LIBOR is used as a benchmark for trillions of dollars worth of transactions around the world, and at least a dozen major banks have been accused of rigging the rate. But there are also accusations that Britain's central bank actually encouraged the manipulation.
Central bankers are supposed to be inscrutable. But when Paul Tucker, deputy head of the Bank of England, testified to parliament this summer he did not disguise his feelings or guard his tongue. "Cesspit!" he declared.
He was angrily dismissing a London based system for setting global interest rates. LIBOR is used as a benchmark for millions of financial transactions around the planet. LIBOR has been engulfed in scandal and at least a dozen major international banks, including Barclays, have been accused of rigging the rate for profit.
Paul Tucker’s anger is understandable. LIBOR is a “cesspit” into which both he and the Bank of England have been dropped.

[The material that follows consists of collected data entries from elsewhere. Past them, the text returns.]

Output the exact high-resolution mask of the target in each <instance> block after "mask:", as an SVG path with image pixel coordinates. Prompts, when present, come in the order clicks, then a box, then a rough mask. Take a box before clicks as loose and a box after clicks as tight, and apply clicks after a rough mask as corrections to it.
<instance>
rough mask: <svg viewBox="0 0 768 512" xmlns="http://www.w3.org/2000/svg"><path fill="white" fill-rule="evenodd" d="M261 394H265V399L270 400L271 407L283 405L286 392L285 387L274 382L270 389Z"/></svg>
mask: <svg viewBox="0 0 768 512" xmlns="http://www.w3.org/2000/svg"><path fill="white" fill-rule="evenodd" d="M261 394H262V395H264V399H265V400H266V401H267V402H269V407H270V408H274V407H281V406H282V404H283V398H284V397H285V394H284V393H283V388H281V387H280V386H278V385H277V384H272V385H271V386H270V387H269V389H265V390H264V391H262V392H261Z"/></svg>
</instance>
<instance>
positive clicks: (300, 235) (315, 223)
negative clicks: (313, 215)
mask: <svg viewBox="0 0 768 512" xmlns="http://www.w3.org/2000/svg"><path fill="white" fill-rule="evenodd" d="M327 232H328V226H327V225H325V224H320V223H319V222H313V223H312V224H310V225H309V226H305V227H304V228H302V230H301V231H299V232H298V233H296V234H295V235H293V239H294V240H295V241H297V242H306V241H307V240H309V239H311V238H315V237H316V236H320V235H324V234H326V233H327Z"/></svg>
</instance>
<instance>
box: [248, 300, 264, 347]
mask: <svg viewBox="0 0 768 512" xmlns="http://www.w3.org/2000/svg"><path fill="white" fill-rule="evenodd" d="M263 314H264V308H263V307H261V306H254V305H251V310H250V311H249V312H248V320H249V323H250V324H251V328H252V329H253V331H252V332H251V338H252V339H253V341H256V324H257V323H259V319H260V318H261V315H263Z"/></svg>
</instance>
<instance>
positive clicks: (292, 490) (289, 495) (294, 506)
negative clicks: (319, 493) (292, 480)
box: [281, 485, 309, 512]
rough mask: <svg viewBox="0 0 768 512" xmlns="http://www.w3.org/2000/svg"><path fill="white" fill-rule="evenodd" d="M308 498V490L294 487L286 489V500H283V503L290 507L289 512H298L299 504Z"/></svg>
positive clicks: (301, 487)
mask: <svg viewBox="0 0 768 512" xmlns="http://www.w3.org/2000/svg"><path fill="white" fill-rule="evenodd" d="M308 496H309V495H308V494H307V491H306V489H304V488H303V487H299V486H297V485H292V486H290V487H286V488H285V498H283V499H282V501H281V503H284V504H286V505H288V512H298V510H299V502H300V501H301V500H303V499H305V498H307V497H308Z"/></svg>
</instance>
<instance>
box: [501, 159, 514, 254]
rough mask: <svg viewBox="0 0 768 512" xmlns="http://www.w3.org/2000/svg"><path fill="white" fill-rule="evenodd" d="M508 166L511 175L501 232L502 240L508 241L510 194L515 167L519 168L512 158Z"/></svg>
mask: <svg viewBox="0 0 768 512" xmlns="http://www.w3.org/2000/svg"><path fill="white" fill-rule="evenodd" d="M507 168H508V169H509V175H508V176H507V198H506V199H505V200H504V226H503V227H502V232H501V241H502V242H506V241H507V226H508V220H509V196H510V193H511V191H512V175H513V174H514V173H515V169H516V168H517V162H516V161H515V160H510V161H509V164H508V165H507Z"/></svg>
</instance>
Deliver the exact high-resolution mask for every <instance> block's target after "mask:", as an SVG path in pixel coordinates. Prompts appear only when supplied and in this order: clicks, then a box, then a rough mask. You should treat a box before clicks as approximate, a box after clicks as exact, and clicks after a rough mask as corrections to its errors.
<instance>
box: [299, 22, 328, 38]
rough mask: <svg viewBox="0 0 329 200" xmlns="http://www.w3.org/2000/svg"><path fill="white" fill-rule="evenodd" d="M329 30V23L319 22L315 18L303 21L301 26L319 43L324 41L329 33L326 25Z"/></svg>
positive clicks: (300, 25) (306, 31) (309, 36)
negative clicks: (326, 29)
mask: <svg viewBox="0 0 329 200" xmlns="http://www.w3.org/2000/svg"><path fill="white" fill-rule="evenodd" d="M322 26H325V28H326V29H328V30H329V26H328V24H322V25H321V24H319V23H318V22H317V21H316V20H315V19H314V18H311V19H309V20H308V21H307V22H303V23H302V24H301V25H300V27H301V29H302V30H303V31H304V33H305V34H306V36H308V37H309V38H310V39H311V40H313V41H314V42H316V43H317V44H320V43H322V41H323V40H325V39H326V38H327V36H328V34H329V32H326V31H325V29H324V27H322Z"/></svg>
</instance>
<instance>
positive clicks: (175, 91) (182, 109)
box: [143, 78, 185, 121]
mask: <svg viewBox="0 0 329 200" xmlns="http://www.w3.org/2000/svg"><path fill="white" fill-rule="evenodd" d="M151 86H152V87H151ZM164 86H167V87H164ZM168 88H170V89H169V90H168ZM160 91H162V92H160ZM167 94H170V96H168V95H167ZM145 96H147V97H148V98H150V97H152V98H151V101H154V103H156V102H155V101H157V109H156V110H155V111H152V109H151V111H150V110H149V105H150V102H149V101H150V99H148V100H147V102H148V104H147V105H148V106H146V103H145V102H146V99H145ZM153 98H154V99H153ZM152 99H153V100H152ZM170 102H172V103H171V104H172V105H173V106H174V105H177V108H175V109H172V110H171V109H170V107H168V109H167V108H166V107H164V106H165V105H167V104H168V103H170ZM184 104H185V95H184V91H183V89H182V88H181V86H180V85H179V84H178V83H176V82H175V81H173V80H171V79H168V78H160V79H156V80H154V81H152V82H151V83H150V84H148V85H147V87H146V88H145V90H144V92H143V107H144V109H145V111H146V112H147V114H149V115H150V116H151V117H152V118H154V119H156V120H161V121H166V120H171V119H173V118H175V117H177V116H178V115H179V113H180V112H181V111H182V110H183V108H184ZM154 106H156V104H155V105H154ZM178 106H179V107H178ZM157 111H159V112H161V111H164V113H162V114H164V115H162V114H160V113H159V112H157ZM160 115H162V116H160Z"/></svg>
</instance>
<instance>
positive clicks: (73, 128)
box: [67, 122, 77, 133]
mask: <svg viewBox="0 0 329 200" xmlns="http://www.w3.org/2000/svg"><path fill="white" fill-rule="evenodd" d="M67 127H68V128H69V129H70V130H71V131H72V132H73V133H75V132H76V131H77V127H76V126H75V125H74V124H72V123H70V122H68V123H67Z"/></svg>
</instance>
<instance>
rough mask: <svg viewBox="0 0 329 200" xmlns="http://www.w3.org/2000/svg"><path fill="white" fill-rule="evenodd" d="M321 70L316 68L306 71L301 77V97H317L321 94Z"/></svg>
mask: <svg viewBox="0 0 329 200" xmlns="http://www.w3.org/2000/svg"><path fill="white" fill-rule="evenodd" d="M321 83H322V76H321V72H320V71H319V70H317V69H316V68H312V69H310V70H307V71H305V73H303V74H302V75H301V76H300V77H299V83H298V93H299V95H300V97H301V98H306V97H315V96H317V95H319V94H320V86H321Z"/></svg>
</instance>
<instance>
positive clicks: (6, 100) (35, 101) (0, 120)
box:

They have been accused of encouraging the rate rigging.
The accusation stems from a phone call that Tucker made to Barclays at the height of the financial crisis in the fall of 2008. He pointed out that Barclays’ borrowing costs under LIBOR seemed to be too big.
Ruth Bender of the Cranfield School of Management says this could be taken as an invitation to rig the rate.
“The implication could have been read into that that we would like LIBOR to be lower because if LIBOR is lower it sends a signal of confidence to the financial system that people still trust the banks,” says Bender.
Paul Tucker insists that this was not his intention and that his remarks were misunderstood. But at a time of crisis, isn’t it OK to tell a little white lie, to lie about LIBOR? Absolutely not, says analyst Ralph Silva.
LIBOR is the basis for more than $350 trillion worth of loans and mortgages and other financial contracts. It is far too important to be falsified, he says.
Just how important will become painfully clear to the banks if widespread manipulation is proven. Anyone who paid more for a loan or received less for a bank deposit as result of the rigging may be able to sue for compensation.